On the way to the airport, the limousine stalled in traffic. Fleur studied the shop windows until a Cityrama bus blocked her view. The limousine crawled forward another thirty feet, swung in front of the bus, and she found herself gazing into Jake’s face on a billboard advertising Disturbance at Blood River. The flat brim of his hat shaded his eyes, his cheeks were grizzled, and he had a cheroot clamped in the corner of his mouth. Bird Dog Caliber-a man without weakness, a man who didn’t need anybody. What had made her think that she could finally civilize him?

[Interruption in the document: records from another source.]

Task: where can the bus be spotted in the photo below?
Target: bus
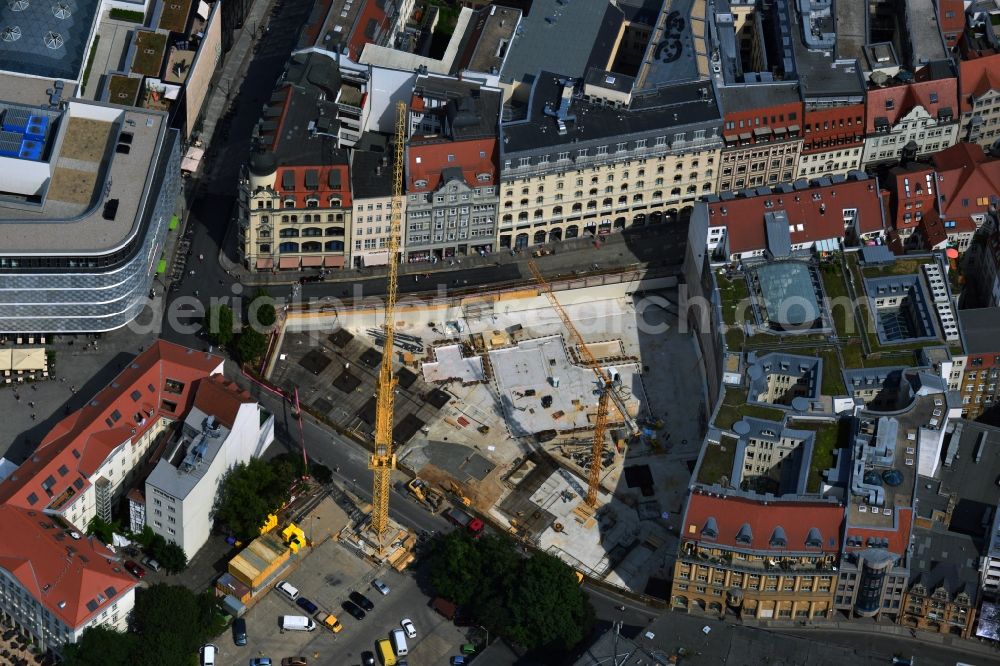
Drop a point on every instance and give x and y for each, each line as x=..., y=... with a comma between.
x=386, y=653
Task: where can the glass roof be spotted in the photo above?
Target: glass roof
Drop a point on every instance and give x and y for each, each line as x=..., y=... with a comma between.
x=46, y=38
x=788, y=292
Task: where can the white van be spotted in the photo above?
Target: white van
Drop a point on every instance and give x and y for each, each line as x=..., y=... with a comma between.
x=287, y=589
x=297, y=623
x=399, y=642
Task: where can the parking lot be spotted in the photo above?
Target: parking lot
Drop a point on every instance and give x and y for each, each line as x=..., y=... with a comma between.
x=326, y=578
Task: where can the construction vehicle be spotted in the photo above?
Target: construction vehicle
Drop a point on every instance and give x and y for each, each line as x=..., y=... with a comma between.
x=329, y=621
x=383, y=460
x=608, y=385
x=464, y=520
x=425, y=494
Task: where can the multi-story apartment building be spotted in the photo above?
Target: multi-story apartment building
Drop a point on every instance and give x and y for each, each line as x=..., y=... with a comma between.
x=294, y=205
x=786, y=219
x=87, y=193
x=762, y=130
x=980, y=100
x=223, y=428
x=594, y=156
x=918, y=115
x=372, y=163
x=982, y=369
x=451, y=175
x=760, y=557
x=54, y=583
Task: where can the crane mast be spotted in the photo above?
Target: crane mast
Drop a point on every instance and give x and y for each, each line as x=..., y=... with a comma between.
x=607, y=388
x=383, y=460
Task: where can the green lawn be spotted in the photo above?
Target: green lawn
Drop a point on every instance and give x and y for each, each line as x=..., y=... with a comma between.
x=733, y=297
x=717, y=461
x=829, y=437
x=734, y=407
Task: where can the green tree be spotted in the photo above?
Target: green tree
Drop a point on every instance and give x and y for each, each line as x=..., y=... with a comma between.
x=262, y=309
x=101, y=646
x=219, y=323
x=547, y=608
x=172, y=557
x=249, y=492
x=455, y=567
x=251, y=345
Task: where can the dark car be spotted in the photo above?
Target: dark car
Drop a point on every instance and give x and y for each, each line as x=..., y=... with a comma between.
x=240, y=631
x=134, y=569
x=361, y=600
x=353, y=610
x=306, y=605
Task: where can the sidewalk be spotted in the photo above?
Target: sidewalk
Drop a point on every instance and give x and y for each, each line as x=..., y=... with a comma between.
x=863, y=627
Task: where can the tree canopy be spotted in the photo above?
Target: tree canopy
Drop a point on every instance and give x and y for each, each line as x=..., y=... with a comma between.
x=249, y=492
x=219, y=323
x=168, y=625
x=534, y=601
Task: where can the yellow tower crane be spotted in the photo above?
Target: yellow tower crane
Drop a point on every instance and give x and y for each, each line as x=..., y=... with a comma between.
x=605, y=381
x=383, y=460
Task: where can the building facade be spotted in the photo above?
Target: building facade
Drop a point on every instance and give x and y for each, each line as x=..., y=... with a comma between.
x=223, y=428
x=762, y=131
x=79, y=253
x=562, y=177
x=911, y=118
x=451, y=177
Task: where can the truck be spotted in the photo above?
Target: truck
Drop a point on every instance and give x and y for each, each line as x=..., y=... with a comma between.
x=463, y=519
x=329, y=621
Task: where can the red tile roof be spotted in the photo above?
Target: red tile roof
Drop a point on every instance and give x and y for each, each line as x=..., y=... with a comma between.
x=898, y=537
x=67, y=574
x=63, y=573
x=905, y=97
x=822, y=218
x=978, y=76
x=731, y=515
x=77, y=446
x=221, y=398
x=426, y=161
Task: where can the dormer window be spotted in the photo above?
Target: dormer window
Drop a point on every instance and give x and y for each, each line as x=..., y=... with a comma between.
x=745, y=535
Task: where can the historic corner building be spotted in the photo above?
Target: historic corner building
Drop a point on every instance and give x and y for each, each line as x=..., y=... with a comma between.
x=86, y=195
x=592, y=156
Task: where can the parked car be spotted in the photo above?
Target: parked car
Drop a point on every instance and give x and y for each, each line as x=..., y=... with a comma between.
x=381, y=587
x=134, y=569
x=306, y=605
x=361, y=600
x=208, y=652
x=353, y=610
x=240, y=631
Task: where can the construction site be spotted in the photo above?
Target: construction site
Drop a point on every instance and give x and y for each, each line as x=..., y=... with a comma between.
x=495, y=407
x=565, y=413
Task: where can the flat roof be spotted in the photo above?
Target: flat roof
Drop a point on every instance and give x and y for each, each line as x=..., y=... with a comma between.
x=86, y=171
x=676, y=50
x=562, y=37
x=53, y=37
x=494, y=39
x=669, y=109
x=981, y=326
x=174, y=15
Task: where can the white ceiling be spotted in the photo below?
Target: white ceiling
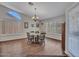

She closed her eyes. She had a business to run, and she couldn’t afford to be away any longer, but she needed a few days-just a few days alone-before she went back. She needed to be in a place where no one could find her, a place where she could stop spending her days waiting for a phone call that would never come. She’d healed from heartbreak before. She could do it again.
She’d do it on Mykonos.
The white stucco cottage sat in an olive grove not far from a deserted beach. She toasted herself in the sun, took long, barefoot walks along the ocean, and told herself time would heal her wounds. But she felt numb and color-blind. On Mykonos-where the whites were so white they hurt the eyes, and the turquoise of the Aegean so bright it redefined the hue-everything had faded to gray. She didn’t feel hunger when she forgot to eat, or pain when she stepped on a sharp rock. She walked along the ocean-saw that her hair was blowing-but she couldn’t feel the breeze touch her skin, and she wondered if the terrible numbness would ever go away.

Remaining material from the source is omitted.